A big surge in newly constructed properties coming on to the market – particularly inner Melbourne, Brisbane and Sydney – is also putting pressure on prices at a time when overseas investment has been cut by government bans.

Amy Mylius, a buyers’ advocate with Cate Bakos, also warns investors against rushing into selling in a falling market. “Flippers do not generally make money,” Bakos says. “They are sometimes lucky but that’s a case of selling at the right time of the market to the right buyer.”

Lenders are also generally reluctant to finance flippers, who typically seek short-term unsecured loans with rates north of 10 per cent, which is twice the rate on secured offers.

Jarrod McCabe, a director for Wakelin Property Advisory, also warns novices will be punished by not knowing where to buy and what is going to add value at minimal cost. “There is a heavy reliance on the property performing well,” says McCabe. “Time and time again, we see vendor expectations well above what the market is willing to pay.”

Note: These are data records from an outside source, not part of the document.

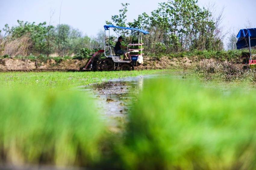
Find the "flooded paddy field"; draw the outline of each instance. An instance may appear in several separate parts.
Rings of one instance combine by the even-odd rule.
[[[41,73],[18,75],[26,75],[23,79],[17,73],[5,74],[13,84],[0,89],[0,166],[253,166],[256,113],[251,108],[256,99],[249,82],[206,81],[187,71],[133,77],[124,76],[127,73],[107,79],[111,73],[90,73],[93,81],[102,80],[92,83],[83,82],[89,75],[85,73],[64,73],[67,82],[45,75],[51,83],[43,84]],[[69,82],[66,87],[56,85]]]

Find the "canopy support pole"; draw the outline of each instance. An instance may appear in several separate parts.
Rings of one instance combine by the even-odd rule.
[[[251,60],[251,37],[249,36],[249,49],[250,50],[250,59]]]
[[[110,46],[110,29],[108,30],[108,46]]]
[[[106,46],[106,30],[105,30],[105,38],[104,41],[104,49],[105,50],[105,47]]]

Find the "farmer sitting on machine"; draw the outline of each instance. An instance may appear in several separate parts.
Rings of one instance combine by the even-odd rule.
[[[130,60],[127,57],[127,51],[122,49],[122,48],[126,49],[126,46],[123,46],[121,44],[121,42],[123,41],[123,37],[121,36],[119,37],[118,38],[118,40],[116,43],[116,46],[115,46],[115,49],[117,53],[118,54],[123,54],[124,60]]]

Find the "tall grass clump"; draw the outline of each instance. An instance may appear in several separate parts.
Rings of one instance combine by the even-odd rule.
[[[118,150],[127,169],[255,169],[255,91],[145,83]]]
[[[44,88],[0,89],[0,163],[92,166],[104,124],[86,94]]]
[[[248,70],[233,63],[210,59],[197,62],[195,71],[200,77],[207,80],[219,79],[228,81],[243,79]]]

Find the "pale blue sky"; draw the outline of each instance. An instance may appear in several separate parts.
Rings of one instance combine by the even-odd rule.
[[[7,23],[11,26],[16,25],[17,19],[37,23],[48,22],[51,10],[55,10],[52,23],[56,25],[62,1],[61,23],[93,36],[103,30],[106,20],[110,20],[111,15],[118,13],[121,2],[130,4],[127,13],[129,21],[143,12],[149,14],[157,8],[158,3],[166,0],[0,0],[0,28],[2,29]],[[236,33],[244,28],[248,20],[252,27],[256,27],[256,0],[198,0],[201,6],[209,4],[215,4],[216,13],[224,7],[222,25],[224,32],[230,30]]]

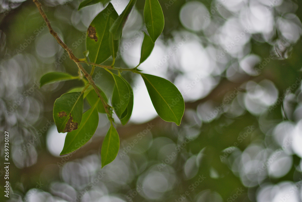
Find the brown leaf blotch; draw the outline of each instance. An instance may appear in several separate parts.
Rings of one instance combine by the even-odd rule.
[[[66,112],[59,112],[58,116],[60,118],[62,118],[63,116],[67,116],[67,114],[66,114]]]
[[[95,28],[93,27],[91,25],[89,25],[87,31],[87,34],[89,37],[92,39],[95,40],[95,42],[97,42],[98,37],[96,36],[96,31],[95,31]]]
[[[64,132],[71,132],[74,130],[78,129],[78,123],[72,121],[73,118],[71,116],[71,114],[69,114],[69,119],[66,123],[66,126],[64,129]]]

The selling costs of a typical $1 million house will include: about 2 per cent ($20,000) for estate agent fees; 1 per cent ($10,000) for advertising costs; a further $1,000 for conveyancing; property preparation costing $10,000, and $1,000 for furniture storage/replacement. That’s a total of $42,000.

Flippers are also likely to attract interest from the Australian Taxation Office, particularly following recent changes to GST and CGT rules. For example, a transaction involving a flipper who buys a property and renovates with the intention to sell for a short-term profit will be considered as a speculative or business activity, even if it’s just a one-off deal.

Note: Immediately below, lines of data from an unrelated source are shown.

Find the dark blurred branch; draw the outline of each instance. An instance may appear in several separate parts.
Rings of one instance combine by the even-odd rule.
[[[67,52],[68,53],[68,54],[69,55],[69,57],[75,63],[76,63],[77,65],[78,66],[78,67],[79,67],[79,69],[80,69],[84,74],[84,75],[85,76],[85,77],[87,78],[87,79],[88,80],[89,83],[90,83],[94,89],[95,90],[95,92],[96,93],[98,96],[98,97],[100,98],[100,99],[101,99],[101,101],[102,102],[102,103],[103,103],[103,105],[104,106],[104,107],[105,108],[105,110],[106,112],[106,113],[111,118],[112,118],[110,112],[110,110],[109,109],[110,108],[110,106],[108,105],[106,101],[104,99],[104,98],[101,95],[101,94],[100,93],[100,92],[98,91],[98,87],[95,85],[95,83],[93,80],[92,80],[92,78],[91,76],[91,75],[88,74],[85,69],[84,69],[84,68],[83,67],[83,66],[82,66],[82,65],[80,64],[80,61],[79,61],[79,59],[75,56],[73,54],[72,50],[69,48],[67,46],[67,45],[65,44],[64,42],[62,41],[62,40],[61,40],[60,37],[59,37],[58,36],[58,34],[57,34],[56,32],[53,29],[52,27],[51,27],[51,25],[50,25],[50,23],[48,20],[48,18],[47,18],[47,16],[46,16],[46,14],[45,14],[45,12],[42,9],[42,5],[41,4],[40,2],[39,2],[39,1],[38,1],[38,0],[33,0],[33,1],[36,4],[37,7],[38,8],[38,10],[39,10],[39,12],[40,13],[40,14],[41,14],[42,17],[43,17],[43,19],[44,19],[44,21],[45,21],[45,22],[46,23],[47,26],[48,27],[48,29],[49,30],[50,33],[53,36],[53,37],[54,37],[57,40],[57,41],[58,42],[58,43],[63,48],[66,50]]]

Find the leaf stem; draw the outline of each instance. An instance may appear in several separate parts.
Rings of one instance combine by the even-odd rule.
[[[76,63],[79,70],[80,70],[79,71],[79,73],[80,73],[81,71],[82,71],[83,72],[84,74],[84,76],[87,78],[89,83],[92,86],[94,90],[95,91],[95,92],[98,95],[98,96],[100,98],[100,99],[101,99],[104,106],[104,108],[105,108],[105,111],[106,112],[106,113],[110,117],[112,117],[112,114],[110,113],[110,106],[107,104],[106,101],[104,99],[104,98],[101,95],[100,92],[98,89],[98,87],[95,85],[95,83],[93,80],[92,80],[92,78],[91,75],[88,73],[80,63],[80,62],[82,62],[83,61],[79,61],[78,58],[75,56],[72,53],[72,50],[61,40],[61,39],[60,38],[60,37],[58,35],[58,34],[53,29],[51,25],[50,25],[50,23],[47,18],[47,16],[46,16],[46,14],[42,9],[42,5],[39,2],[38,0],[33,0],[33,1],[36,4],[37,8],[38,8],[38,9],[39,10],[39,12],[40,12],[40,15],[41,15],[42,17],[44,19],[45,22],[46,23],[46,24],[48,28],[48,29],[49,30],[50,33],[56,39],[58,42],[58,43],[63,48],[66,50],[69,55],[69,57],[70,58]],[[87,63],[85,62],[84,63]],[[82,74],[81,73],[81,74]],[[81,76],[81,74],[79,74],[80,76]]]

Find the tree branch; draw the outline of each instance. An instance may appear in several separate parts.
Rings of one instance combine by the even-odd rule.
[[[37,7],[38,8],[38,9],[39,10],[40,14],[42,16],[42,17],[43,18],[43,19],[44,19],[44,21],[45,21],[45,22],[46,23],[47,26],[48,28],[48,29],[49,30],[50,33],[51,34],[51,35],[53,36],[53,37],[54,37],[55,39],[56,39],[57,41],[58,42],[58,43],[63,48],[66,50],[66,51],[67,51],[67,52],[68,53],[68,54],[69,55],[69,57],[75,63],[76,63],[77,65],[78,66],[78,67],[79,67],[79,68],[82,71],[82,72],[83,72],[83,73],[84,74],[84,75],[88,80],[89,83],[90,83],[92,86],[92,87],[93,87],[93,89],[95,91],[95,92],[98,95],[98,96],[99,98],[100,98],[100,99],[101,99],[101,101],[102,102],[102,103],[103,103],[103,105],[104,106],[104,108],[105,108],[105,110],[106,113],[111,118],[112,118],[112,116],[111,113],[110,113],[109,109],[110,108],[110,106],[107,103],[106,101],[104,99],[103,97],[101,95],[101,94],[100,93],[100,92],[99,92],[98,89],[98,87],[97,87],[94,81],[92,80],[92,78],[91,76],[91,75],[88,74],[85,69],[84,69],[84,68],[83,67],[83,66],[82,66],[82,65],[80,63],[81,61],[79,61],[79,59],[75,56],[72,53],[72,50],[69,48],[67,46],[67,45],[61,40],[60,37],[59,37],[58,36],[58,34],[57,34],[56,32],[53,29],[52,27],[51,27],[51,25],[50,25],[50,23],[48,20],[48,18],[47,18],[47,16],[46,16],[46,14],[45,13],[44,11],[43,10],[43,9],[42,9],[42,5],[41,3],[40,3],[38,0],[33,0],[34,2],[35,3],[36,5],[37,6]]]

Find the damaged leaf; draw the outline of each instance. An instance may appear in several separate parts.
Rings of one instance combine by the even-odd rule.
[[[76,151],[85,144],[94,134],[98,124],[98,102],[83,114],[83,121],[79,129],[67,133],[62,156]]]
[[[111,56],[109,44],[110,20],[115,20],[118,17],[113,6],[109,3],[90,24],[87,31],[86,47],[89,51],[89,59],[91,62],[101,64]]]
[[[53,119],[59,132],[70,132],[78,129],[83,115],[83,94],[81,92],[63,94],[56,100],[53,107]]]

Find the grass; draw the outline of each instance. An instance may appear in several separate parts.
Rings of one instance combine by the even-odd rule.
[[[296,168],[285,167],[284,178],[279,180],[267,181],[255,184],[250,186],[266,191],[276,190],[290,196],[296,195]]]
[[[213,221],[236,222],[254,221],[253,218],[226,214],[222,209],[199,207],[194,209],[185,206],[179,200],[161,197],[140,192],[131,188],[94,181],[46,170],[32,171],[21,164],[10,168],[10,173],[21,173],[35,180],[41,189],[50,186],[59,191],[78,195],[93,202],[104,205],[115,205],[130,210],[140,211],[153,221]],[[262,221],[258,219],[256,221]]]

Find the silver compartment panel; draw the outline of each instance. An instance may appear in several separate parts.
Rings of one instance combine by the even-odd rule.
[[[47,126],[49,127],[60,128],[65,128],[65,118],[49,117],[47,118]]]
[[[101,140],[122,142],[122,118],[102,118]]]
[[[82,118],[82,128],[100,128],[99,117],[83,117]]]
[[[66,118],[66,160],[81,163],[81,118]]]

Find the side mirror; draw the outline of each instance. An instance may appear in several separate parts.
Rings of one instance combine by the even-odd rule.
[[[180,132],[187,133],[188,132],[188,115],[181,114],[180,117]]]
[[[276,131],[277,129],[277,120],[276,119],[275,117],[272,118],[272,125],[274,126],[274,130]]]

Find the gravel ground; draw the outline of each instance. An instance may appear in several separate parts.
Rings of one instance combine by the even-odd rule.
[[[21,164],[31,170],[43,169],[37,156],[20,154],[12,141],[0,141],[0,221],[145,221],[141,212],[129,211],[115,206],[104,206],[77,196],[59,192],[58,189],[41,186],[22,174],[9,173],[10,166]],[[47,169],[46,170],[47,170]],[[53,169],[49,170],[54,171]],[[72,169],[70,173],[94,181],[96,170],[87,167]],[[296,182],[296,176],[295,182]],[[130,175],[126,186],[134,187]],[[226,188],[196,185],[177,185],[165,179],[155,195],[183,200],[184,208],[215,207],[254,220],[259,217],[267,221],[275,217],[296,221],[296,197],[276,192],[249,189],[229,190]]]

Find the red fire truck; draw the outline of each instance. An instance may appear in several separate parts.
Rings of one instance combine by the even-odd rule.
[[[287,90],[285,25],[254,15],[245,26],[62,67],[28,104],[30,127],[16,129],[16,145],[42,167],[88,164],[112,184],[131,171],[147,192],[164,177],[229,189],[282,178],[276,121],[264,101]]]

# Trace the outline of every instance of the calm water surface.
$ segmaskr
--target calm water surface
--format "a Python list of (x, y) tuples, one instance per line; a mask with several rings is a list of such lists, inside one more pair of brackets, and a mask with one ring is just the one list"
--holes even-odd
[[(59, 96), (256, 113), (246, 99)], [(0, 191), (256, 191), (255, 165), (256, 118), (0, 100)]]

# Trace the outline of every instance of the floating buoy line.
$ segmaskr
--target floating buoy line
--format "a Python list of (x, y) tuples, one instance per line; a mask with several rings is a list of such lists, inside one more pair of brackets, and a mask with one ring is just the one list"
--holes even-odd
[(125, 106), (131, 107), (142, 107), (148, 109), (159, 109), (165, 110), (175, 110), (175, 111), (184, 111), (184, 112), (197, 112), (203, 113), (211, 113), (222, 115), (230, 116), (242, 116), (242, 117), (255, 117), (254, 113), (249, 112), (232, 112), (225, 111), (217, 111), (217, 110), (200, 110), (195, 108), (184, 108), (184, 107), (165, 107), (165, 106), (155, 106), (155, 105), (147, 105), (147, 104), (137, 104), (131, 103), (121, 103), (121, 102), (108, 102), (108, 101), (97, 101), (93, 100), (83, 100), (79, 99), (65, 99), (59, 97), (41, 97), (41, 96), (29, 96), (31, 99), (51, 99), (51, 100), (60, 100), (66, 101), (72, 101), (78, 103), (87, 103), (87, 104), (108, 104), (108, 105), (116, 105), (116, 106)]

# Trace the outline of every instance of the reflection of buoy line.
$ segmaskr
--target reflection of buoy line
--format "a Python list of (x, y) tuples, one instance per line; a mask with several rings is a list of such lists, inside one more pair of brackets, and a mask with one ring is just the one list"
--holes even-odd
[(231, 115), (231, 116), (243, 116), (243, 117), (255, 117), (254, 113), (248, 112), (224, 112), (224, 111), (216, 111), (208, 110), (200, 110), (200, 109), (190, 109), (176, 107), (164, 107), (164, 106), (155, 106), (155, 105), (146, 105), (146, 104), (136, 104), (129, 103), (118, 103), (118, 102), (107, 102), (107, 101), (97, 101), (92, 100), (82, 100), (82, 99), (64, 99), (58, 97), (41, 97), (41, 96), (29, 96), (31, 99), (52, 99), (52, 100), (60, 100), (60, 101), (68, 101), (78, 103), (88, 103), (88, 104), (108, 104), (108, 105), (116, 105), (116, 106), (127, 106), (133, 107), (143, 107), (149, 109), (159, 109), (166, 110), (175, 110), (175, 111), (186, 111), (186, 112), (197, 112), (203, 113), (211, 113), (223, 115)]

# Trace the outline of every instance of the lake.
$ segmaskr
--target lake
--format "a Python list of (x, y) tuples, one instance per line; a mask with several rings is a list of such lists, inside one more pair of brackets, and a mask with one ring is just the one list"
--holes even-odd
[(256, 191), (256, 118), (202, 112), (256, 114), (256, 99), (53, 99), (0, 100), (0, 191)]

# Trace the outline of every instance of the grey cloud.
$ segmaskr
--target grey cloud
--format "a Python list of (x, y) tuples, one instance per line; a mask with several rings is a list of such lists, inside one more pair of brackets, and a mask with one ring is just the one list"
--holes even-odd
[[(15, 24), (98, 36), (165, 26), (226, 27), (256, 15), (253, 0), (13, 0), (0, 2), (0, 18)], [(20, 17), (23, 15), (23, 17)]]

“Even if this does not have the repetition which is usually required to be deemed to be in business, this can still be treated as a profit-making venture, with any profit made being taxed as normal income,” says Andrew Burns, a manager and tax consultant with HLB Mann Judd. There will be no access to the 50 per cent capital gains discount, no matter how long the property has been held.

“While it is likely to be considered an enterprise for GST purposes, the sale will only be subject to GST where there are substantial renovations to the property,” says Burns. “This will generally require changes to the actual structure of the building rather than merely replacing components such as the kitchen or bathroom.”

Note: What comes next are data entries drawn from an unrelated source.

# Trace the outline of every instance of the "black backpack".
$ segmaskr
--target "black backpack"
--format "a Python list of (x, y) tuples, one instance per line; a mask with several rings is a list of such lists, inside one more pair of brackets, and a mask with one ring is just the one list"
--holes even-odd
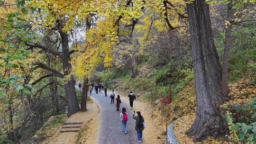
[(144, 127), (144, 124), (143, 124), (143, 122), (142, 120), (139, 121), (137, 123), (137, 126), (138, 128)]

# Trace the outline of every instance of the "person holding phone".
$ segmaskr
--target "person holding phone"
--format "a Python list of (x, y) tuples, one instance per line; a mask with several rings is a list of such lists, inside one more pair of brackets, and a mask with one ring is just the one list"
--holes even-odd
[(137, 112), (137, 116), (135, 116), (135, 110), (133, 111), (132, 118), (136, 120), (135, 122), (135, 130), (137, 131), (138, 142), (141, 142), (142, 139), (142, 131), (144, 129), (144, 118), (140, 114), (140, 111)]

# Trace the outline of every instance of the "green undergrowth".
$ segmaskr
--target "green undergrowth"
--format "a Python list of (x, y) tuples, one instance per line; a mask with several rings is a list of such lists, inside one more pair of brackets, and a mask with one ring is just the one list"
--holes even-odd
[(47, 122), (42, 126), (40, 131), (37, 134), (37, 135), (39, 137), (46, 137), (52, 128), (63, 124), (67, 118), (67, 116), (65, 114), (55, 116), (53, 119)]

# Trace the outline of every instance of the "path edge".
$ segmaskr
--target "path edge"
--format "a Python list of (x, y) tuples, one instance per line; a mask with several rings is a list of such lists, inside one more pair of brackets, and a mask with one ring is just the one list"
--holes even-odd
[(175, 137), (174, 134), (174, 125), (175, 124), (175, 122), (179, 119), (182, 119), (180, 118), (173, 121), (168, 127), (167, 134), (167, 144), (178, 144), (178, 141)]

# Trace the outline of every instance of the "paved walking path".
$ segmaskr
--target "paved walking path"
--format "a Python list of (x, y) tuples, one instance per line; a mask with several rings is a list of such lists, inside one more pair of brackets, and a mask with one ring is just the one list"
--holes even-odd
[[(120, 111), (116, 111), (115, 99), (118, 93), (116, 92), (115, 104), (111, 104), (110, 98), (110, 92), (108, 91), (108, 96), (105, 97), (104, 91), (95, 93), (93, 89), (91, 97), (96, 101), (100, 108), (99, 119), (101, 120), (101, 129), (99, 135), (99, 144), (137, 144), (137, 138), (135, 128), (135, 120), (132, 118), (133, 109), (130, 109), (129, 104), (124, 100), (121, 101)], [(127, 134), (123, 132), (121, 119), (119, 118), (122, 108), (126, 108), (128, 115), (127, 124)], [(143, 136), (142, 136), (143, 138)], [(143, 140), (140, 144), (144, 144)]]

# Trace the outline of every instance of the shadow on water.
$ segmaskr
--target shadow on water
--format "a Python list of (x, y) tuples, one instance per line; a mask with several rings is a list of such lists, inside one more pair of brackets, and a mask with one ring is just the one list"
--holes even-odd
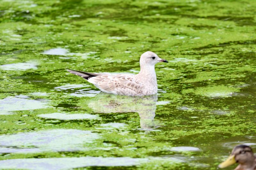
[(154, 120), (157, 101), (156, 94), (135, 97), (101, 92), (82, 105), (88, 105), (97, 113), (138, 113), (140, 118), (140, 127), (150, 130), (158, 127)]

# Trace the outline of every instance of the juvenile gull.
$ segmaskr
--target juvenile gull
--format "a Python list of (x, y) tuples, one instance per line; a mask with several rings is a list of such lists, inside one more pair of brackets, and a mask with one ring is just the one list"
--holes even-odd
[(159, 62), (168, 63), (151, 51), (140, 56), (140, 71), (137, 74), (93, 73), (68, 69), (72, 74), (86, 79), (106, 93), (125, 96), (147, 96), (157, 92), (155, 65)]

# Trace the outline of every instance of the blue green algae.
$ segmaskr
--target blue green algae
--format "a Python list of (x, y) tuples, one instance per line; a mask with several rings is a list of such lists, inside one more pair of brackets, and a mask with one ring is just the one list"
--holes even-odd
[[(0, 4), (0, 169), (216, 169), (256, 147), (256, 1)], [(155, 96), (65, 70), (136, 74), (148, 50), (169, 62)]]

Another popular scenario is where the investor buys with the intention to rent out but decides to sell. “The property will be an income-producing asset, therefore any profit realised on its eventual sale will be taxed as a capital gain,” says Burns. “This will include the 50 percent capital gains tax discount for assets held for more than 12 months.”

In addition, renovation costs are not immediately deductible but added to the cost base for determining the capital gain. Depreciation can be claimed on items such as stoves, hot water services and security systems that are installed as part of the renovation. “There will be no GST on the eventual sale as there has not been any enterprise carried on,” says Burns.

Investors who renovate then sell a property previously held as a rental property should also allow for CGT in assessing their income. “The property was an income-producing asset, and the renovations prior to sale will merely be to get the property ready for sale and to maximise its value,” says Burns. “Therefore any profit realised on the sale will still be taxed as a capital gain. This will include the 50 percent discount for assets held for more than 12 months.”

Renovation costs will not be deductible but will be added to the cost base of the property when calculating the capital gain. “The renovation and sale will be treated as the mere realisation of an asset which has not been used in a GST-registered enterprise, and will not amount to an enterprise in its own right,” he says. “Therefore there will be no GST on the sale.”

CGT for an individual is the same as your income tax rate for that year. For self-managed superannuation funds, the tax rate is 15 per cent and discount is 33.3 per cent, rather than 50 per cent for individuals.

In most cases GST is calculated by dividing the price by 11.